Anycast primary IPv6 unusable from 2a01:b600::/32 (AS43989 - EHIWEB)

As the title says, whenever I try to resolve anything using DoH with the anycast primary IPv6 address for my profile name resolution fails because the connection does not go beyond the TLS client hello (profile ID redacted from destination IPv6 address):

root@tsvm:~# curl -v -H 'Accept: application/dns-json' --resolve dns.nextdns.io:443:2a07:a8c0::REDACTED:REDACTED https://dns.nextdns.io/
* Added dns.nextdns.io:443:2a07:a8c0::REDACTED:REDACTED to DNS cache
* Hostname dns.nextdns.io was found in DNS cache
*   Trying [2a07:a8c0::REDACTED:REDACTED]:443...
* Connected to dns.nextdns.io (2a07:a8c0::REDACTED:REDACTED) port 443
* ALPN: curl offers h2,http/1.1
* TLSv1.3 (OUT), TLS handshake, Client hello (1):
*  CAfile: /etc/ssl/certs/ca-certificates.crt
*  CApath: /etc/ssl/certs

The same curl towards the anycast secondary IPv6 address completes correctly.

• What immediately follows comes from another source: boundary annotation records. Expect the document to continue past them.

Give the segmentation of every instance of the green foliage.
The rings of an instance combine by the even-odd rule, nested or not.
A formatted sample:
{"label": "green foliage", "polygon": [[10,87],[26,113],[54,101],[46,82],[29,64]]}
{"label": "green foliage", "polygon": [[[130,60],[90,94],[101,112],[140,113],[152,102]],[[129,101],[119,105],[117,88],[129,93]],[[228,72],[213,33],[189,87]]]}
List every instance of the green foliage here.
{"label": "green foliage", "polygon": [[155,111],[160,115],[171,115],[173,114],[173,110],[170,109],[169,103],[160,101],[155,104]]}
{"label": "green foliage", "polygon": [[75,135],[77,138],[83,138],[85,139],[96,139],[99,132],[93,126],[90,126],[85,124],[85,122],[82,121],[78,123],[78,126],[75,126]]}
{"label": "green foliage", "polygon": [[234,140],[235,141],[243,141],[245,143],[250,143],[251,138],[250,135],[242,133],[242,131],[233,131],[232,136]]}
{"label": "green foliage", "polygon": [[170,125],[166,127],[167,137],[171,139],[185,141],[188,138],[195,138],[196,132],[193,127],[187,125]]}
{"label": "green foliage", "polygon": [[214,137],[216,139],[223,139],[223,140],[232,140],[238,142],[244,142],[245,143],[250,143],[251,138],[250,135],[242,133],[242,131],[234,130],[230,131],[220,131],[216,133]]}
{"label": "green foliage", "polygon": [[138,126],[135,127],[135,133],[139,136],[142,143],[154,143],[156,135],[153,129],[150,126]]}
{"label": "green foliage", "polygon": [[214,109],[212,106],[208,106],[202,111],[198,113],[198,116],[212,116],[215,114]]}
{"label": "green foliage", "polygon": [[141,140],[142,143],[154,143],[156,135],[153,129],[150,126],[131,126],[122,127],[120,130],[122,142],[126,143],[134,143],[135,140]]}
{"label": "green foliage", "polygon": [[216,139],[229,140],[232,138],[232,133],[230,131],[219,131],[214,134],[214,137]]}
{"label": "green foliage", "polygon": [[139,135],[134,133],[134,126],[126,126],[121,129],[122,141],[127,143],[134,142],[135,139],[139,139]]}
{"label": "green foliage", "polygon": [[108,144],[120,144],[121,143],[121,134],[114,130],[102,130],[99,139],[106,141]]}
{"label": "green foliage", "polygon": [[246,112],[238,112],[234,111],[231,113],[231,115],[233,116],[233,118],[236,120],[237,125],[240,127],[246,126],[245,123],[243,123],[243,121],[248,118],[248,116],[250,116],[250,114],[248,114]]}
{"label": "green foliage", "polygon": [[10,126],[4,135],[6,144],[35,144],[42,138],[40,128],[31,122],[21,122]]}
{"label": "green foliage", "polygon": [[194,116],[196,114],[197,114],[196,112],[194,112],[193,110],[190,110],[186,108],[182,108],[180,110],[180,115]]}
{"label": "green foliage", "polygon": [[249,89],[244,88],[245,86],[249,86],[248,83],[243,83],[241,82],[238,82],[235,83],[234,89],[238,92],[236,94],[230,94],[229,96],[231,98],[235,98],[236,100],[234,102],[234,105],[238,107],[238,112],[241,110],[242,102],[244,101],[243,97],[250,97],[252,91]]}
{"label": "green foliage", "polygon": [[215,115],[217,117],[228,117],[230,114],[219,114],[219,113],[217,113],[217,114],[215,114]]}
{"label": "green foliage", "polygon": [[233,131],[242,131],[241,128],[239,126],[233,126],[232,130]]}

Also, ping.nextdns.io reports reachability errors for the following PoPs:

• zepto-zrh (IPv6)

• anexia-zrh (IPv6)

• zepto-zag (IPv6)

• hetzner-nue (IPv6)

• anexia-vie (IPv6)

• anycast.dns1.nextdns.io (IPv6)

IPv4 reachability is unaffected and other IPv6 PoPs are unaffected as well.

This is definitely an MTU/PMTUD issue between my ISP and those PoPs because if announce 1492 as the path MTU in the IPv6 RA messages the affected PoPs suddenly become reachable.